Registered users can unlock up to five pieces of premium content each month.
Lenovo Introduces Flagship Edge Server as Part of the TruScale Edge and AI Portfolio |
NEWS |
The new edge-optimized flagship server ThinkEdge SE455 V3 is powered by AMD’s 8004 EPYC Processor that brings 4th Generation Zen4c processor technology to the edge. The processor enables more cores in a smaller footprint, resulting in high energy efficiency and performance. The ThinkEdge SE455 V3 edge server also works in rugged environments, with NEBS Level 3 certification for operations under harsh conditions.
The introduction of an as-a-Service consumption model indicates a demand for a subscription-based pay-per-use model when it comes to deploying edge Artificial Intelligence (AI), which fits the requirements of organizations that have limited resources and funding for edge AI deployments or are looking to build use cases/pilot projects. Increasingly, infrastructure vendors are offering subscription-based offerings as organizations look for support from vendors that can help design, manage, and support edge deployments, leaving organizations to focus on core business initiatives.
The introduction of TruScale for the edge and AI follows the announcement from Lenovo on its intent to double down on innovation investments, including an additional US$1 billion over 3 years to accelerate AI deployments worldwide, including AI devices, infrastructure, and software.
Edge AI-as-a-Service Deployment Model Helps Lower Entry Barrier |
IMPACT |
Distributed intelligence, or edge AI, allows organizations to process and analyze data collected at gateway servers or Internet of Things (IoT) devices deployed at the edge of the network, reducing the need for data to travel between devices at the edge and a public/private cloud. By eliminating the need for data transfer to a centralized cloud, time-sensitive applications that require real-time performance such as autonomous vehicles or Automated Guided Vehicles (AGVs) can respond to dynamic changes in the environment, ensure high safety levels, and provide higher performance efficiency and adaptability.
Technology providers recognize the potential of distributed intelligence, with many offering edge AI solutions. Increasingly, ABI Research is seeing the introduction of Edge AI-as-a-Service types of deployment model. Infrastructure vendors such as Dell Technologies with APEX and HPE with GreenLake are all offering pay-per-use solutions, targeted to help organizations that are looking to start deploying edge AI solutions without investing heavily upfront. This will lower the entry barrier for edge AI deployments, and ultimately accelerate the growth of edge AI.
The introduction of Edge AI-as-a-Service will have a significant impact on galvanizing the acceleration of edge AI use cases. Beyond lowering initial Capital Expenditure (CAPEX), organizations deploying Edge AI-as-a-Service can scale AI capabilities up or down based on varying workloads and business needs. Another benefit of consuming Edge AI-as-a Service is lowering technology management complexity. Organizations can focus on executing information obtained from their edge AI deployment and leave the development and management of their edge AI environment to technology providers.

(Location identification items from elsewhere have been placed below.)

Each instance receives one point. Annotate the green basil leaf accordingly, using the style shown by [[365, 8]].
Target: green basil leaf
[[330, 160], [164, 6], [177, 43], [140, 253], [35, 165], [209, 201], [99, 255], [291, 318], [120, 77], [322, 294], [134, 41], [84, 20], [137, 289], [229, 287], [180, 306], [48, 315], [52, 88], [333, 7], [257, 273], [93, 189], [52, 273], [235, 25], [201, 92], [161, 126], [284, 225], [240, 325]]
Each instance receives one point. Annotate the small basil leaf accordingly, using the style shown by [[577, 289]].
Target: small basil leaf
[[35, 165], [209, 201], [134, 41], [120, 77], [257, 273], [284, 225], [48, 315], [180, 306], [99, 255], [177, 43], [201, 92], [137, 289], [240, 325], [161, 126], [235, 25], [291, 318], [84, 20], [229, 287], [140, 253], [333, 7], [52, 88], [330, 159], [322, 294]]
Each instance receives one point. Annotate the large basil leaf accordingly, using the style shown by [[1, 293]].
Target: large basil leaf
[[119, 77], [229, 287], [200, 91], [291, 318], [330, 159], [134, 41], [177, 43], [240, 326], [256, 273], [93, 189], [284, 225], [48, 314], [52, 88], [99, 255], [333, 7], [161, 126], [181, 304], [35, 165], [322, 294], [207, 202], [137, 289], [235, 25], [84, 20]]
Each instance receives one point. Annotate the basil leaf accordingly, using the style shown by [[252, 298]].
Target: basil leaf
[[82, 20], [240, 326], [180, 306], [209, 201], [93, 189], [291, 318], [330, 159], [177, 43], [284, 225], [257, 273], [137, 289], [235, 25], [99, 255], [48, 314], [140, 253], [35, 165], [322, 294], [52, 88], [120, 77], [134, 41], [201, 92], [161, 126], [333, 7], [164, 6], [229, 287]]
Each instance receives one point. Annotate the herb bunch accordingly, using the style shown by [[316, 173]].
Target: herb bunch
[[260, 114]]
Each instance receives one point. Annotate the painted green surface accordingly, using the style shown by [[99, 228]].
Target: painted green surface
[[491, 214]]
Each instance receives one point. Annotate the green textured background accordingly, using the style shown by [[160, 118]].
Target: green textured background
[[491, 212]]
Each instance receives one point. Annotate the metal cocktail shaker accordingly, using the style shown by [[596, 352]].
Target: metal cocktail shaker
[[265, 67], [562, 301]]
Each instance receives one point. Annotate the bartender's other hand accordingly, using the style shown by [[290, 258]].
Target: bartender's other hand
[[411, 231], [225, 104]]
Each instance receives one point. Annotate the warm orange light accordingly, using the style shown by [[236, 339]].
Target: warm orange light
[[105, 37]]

Lenovo’s announcement on TruScale edge and AI services allows organizations to facilitate faster deployment of edge AI solutions. This is crucial for industries such as retail, where retailers are looking at developing edge AI solutions for inventory management, customer insights and personalization, in-store customer traffic, and checkout automation to increase customer experience and gain a competitive advantage.
Hybrid/Multi-Cloud and Edge-to-Cloud Orchestration Key for Edge AI |
RECOMMENDATIONS |
Moving forward, ABI Research expects Lenovo to continue adding more edge solutions as part of its TruScale portfolio, further democratizing and simplifying AI deployments by providing organizations with access to 150+ turnkey AI solutions, deployed through an as-a-Service model.
Potential use cases for Edge AI-as-a-Service would include organizations that deploy many smart IoT devices in their environment. An example would be mining, which uses cameras, sensor tracking, and drones for daily mining activities. Deploying Edge AI-as-a-Service here will help mining companies focus on core mining operations and leave technology management to the technology providers.
Another example would be a process manufacturing plant, with edge AI enabling plant engineers to have a better understanding of production levels through data analytics. An Edge AI-as-a-Service accelerated server will be able to leverage AI/Machine Learning (ML) tools to handle the heavy AI inferencing workload without the need to transfer data collected at the edge to a centralized data center or public cloud.
As the demand for hybrid/multi-cloud and edge-to-cloud orchestration intensifies, Edge AI-as-a-Service will continue to be an important strategy in any organization's digital transformation journey. Traditional infrastructure providers will continue to transform their business from hardware to providing services. As these infrastructure providers shift to offering pay-per-use models, organizations will need to also be aware of the implications of deploying as-a-Service solutions. Details such as usage metrics, pricing structure, contract terms, and data privacy will need to be scrutinized to avoid future complications.